Nach seinem „Der Winter des Zeichners“ veröffentlicht Reprodukt mit „Kopf in den Wolken“ Paco Rocas tragikomische Geschichte aus einem Altersheim. Als seine Aussetzer größer werden, wird Emilio von seinem Sohn ins Altersheim gebracht. Anscheinend wissen es schon alle außer ihm selbst: Emilio hat Alzheimer. Roca erzählt von Emilios langsamem Verschwinden. Dabei umgeht er mit gut gesetzten Pointen immer das große Drama, ohne die Ernsthaftigkeit des Themas zu unterwandern. Eine gut ausbalancierte Geschichte, die mit ihren Ligne Claire-Zeichnungen auch bei der visuellen Umsetzung überzeugt.
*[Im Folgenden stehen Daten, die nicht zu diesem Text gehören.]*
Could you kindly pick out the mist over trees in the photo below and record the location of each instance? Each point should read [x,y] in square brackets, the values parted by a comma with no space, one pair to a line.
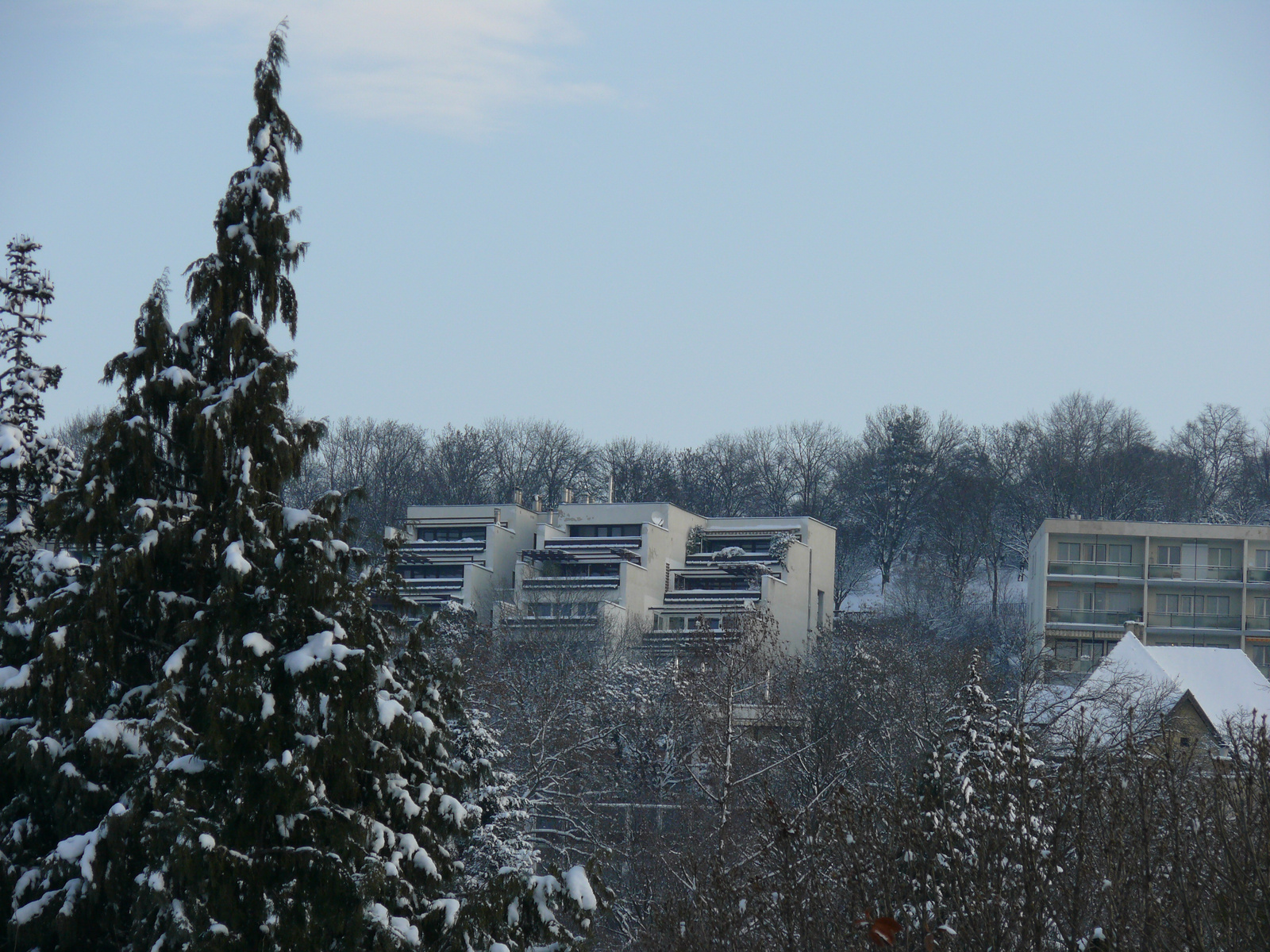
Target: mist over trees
[962,501]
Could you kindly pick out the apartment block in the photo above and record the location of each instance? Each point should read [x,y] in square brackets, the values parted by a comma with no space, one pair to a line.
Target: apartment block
[1187,583]
[602,565]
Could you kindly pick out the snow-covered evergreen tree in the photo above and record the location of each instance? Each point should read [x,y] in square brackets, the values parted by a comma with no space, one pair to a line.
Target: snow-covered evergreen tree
[979,861]
[215,742]
[32,466]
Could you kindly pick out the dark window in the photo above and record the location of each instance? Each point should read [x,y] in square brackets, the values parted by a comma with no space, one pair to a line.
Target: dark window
[451,533]
[433,571]
[588,570]
[605,531]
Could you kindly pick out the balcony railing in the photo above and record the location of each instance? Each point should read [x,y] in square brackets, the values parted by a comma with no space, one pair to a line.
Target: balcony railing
[572,582]
[1114,570]
[710,597]
[1226,622]
[595,543]
[419,552]
[1195,573]
[1068,616]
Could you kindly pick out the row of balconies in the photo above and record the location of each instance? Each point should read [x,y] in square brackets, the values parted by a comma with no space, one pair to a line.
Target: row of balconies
[1155,620]
[1184,573]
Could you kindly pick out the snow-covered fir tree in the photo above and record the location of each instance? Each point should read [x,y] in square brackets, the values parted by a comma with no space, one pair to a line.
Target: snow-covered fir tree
[215,742]
[979,860]
[32,465]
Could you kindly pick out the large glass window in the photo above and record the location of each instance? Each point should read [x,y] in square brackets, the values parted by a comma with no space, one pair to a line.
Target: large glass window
[1096,601]
[1193,605]
[1119,554]
[451,533]
[625,530]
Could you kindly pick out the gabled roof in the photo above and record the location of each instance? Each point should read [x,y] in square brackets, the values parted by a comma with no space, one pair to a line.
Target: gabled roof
[1222,682]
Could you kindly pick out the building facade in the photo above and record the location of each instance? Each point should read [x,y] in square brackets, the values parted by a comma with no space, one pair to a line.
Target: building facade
[591,565]
[1187,583]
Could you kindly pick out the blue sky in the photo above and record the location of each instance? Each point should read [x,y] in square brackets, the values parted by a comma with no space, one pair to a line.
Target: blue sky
[672,219]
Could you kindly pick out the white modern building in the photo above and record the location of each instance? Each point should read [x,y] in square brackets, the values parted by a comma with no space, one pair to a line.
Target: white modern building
[588,565]
[1189,584]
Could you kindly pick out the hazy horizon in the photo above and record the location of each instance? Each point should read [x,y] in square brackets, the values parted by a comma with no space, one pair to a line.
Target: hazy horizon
[670,221]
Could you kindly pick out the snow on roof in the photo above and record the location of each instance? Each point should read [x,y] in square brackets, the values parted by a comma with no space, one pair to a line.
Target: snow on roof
[1223,682]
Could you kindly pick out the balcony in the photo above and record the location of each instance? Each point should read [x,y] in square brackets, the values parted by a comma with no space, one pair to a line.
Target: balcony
[700,560]
[1068,616]
[431,589]
[417,552]
[1106,570]
[572,582]
[714,597]
[583,545]
[1194,573]
[1223,622]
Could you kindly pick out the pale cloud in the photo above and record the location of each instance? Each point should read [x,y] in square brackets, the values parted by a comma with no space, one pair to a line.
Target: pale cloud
[450,65]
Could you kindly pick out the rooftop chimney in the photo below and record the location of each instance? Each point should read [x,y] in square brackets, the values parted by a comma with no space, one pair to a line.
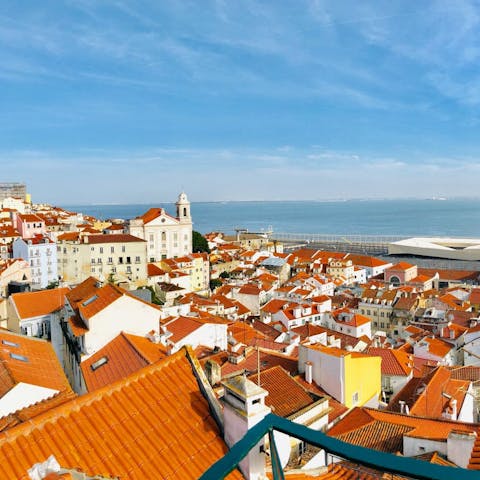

Chris Ware und viele andere schwören auf sie: Gabrielle Bell erzählt in ihrem semi-autobiografischen Blog „Lucky“ vom Alltag. „Die Voyeure“ ist eine inhaltlich vergleichbare Sammlung von aufwändig farbig gezeichneten Kurzgeschichten, in denen sie mit den Kleinigkeiten des Alltags kämpft, von Comicmessen und Nervenzusammenbrüchen erzählt, ihre Liaison mit Michel Gondry Revue passieren lässt oder einfach ihre Mitmenschen beobachtet. Unspektakulär, aber genau, und ganz im Sinne von Vorbildern wie Robert Crumb oder Julie Douchet immer leicht neurotisch (Metrolit). Zwischen 2003 und 2008 veröffentlichten Reinhard Kleist und Tobias O. Meissner ihre „Berlinoir“-Trilogie. Es ist eine actionreiche Politparabel im Fantasy-Kostüm: Berlin wird von Vampiren regiert, die die Menschen unterjochen. Ein heftiger Machtkampf entbrennt. Neben deutlichen Verweisen auf die frühe deutsche Filmgeschichte lauert an jeder Ecke eine Parabel auf das Berlin des 20. Jahrhunderts. Der Carlsen Verlag veröffentlicht die bildgewaltige Geschichte nun erstmals in einem Band.
Brecht Vandenbroucke erzählt in „White Cube“ von zwei Glatzköpfen, die aussehen wie Zwillinge, und bei ihren Museumsbesuchen allerlei Schabernack anstellen. Das machen sie mitunter absichtlich humorvoll, dann gezielt bösartig und manchmal aus Unbedachtheit oder Ahnungslosigkeit. Vandenbroucke spielt fantasievoll haarsträubend mit Klischees aus dem Kunstbetrieb ebenso wie mit Klischees des tumben Unverständnisses. Mit dabei: Abramovic, Clark, Duchamp, Picasso, Michelangelo, Warhol, van Gogh, Shrigley, Leger, Botticelli, Hirst und Charles Burnes (avant-verlag). Einen ähnlich humorvollen Rundgang durchs Museum unternimmt David Prudhomme mit „Einmal durch den Louvre“. Weniger aggressiv als Vandenbroucke, ist der Protagonist hier auf der Suche nach seiner Liebsten, die ihm während der Kunstbetrachtung abhandengekommen ist. Bei der Suche entdeckt er ständig Parallelen zwischen den Werken und den sie betrachtenden Museumsbesuchern. Ein kurzweiliger und vergnüglicher Streifzug durch die heiligen Hallen der Kunst (Reprodukt). Eine Biographie Picassos kommt von Julie Birmant und Clément Oubrerie. Der erste Teil „Max Jacob“ der wunderschön gezeichneten und kolorierten Serie „Pablo“ erzählt fantasievoll und kühnvon den frühen, turbulenten Jahren des noch unbekannten Malers in Paris (Reprodukt).
Henning Wagenbreths „Plastic Dog“-Serie entstand zur Jahrtausendwende für – so hieß das damals – Taschencomputer. Später erschienen die Stories auf zeit.de und im Print. Nun veröffentlicht der Verlag Metrolit eine Sammlung von 24 grobpixeligen One-Pagern betont anachronistisch als dick kartoniertes Buch. Die Geschichten über die digitale Zukunft wirken indes sehr aktuell, und die lustvollen Horrorszenarien haben nichts von ihrem schwarzen Humor eingebüßt.